By: Sarwar Alam
Pakistan’s new prime minister Shehbaz Sharif began his maiden foreign trip Thursday, arriving in Saudi Arabia in a bid to enhance financial support from a country where he spent years in exile.
The kingdom has long been an intelligence partner for Pakistan as well as a regular source of relief for its struggling economy.
“Today I am embarking on a visit to Saudi Arabia to renew & reaffirm our bonds of brotherhood and friendship,” Sharif said on Twitter, adding that the country “has a special place in all our hearts”.
He landed in Medina, one of the two holiest cities in Islam along with Mecca, where he was greeted by regional officials and planned to pray at the Prophet’s Mosque, the official Saudi Press Agency reported.
Sharif was sworn in earlier this month after parliament ousted his predecessor Imran Khan in a no-confidence vote.
He inherited a crippling national debt, galloping inflation and a feeble rupee, but has vowed to use “Pakistan speed” to hurry along development projects and jump-start an economic recovery.
His delegation was expected to include Bilawal Bhutto Zardari, the 33-year-old scion of Pakistan’s most influential political dynasty who was appointed foreign minister on Wednesday.
Talks are expected to focus “on advancing economic, trade and investment ties and creation of greater opportunities for the Pakistani workforce in Saudi Arabia”, according to a statement from Pakistan’s foreign ministry.
Saudi Arabia hosts more than two million Pakistanis, the statement said.
– Family ties –
Sharif is the younger brother of three-time prime minister Nawaz Sharif, and the family has close ties to Saudi royals.
Nawaz and Shehbaz Sharif, along with other relatives, went into exile in Saudi Arabia in 2000 after a coup ousted Nawaz the previous year.
They did not return to Pakistan until 2007.
“The Sharif family have traditionally had very good relations with the kingdom and this visit serves (Shehbaz Sharif’s) interest” in displaying that to his domestic audience, said Saudi political analyst Ali Shihabi.
Yet those connections may have less value as power in Saudi Arabia consolidates under Crown Prince Mohammed bin Salman, the kingdom’s de facto ruler, said Arif Rafiq, an expert on Pakistan and president of the Vizier Consulting risk advisory firm.
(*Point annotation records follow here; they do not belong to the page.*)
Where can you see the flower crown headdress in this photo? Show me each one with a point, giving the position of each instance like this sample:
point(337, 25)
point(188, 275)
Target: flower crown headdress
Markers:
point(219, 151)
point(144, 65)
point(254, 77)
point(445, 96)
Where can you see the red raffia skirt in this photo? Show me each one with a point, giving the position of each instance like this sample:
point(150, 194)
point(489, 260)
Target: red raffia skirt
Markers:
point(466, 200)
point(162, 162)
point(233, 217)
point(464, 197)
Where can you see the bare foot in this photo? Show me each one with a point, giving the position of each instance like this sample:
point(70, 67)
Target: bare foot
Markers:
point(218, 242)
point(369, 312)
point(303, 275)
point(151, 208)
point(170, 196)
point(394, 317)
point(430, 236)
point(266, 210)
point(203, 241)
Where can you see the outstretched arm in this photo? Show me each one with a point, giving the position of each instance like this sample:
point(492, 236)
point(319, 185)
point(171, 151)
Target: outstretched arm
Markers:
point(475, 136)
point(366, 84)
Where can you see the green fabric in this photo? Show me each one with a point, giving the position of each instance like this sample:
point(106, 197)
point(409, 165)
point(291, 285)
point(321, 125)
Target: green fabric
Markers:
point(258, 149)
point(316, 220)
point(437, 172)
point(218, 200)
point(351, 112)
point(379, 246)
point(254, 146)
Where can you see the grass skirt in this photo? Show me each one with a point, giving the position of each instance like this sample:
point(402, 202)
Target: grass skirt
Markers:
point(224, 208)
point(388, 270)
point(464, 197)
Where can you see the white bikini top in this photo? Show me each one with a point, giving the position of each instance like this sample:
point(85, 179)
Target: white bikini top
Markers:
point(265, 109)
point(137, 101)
“I think a basic aim of this visit by Sharif would be to reset relations with (Prince Mohammed) and establish the terms of what is probably going to be a much more transactional partnership,” Rafiq said.
Saudi Arabia, the world’s biggest crude exporter, has bolstered Pakistan’s foreign exchange reserves and allows deferred payment for bilateral oil sales, he said.
“The Pakistanis might ask Riyadh for additional deposits in its central bank because its external account is under severe stress,” he added.
A detailed itinerary was not available Thursday, though the statement from Pakistan’s foreign ministry said the visit would last until Saturday.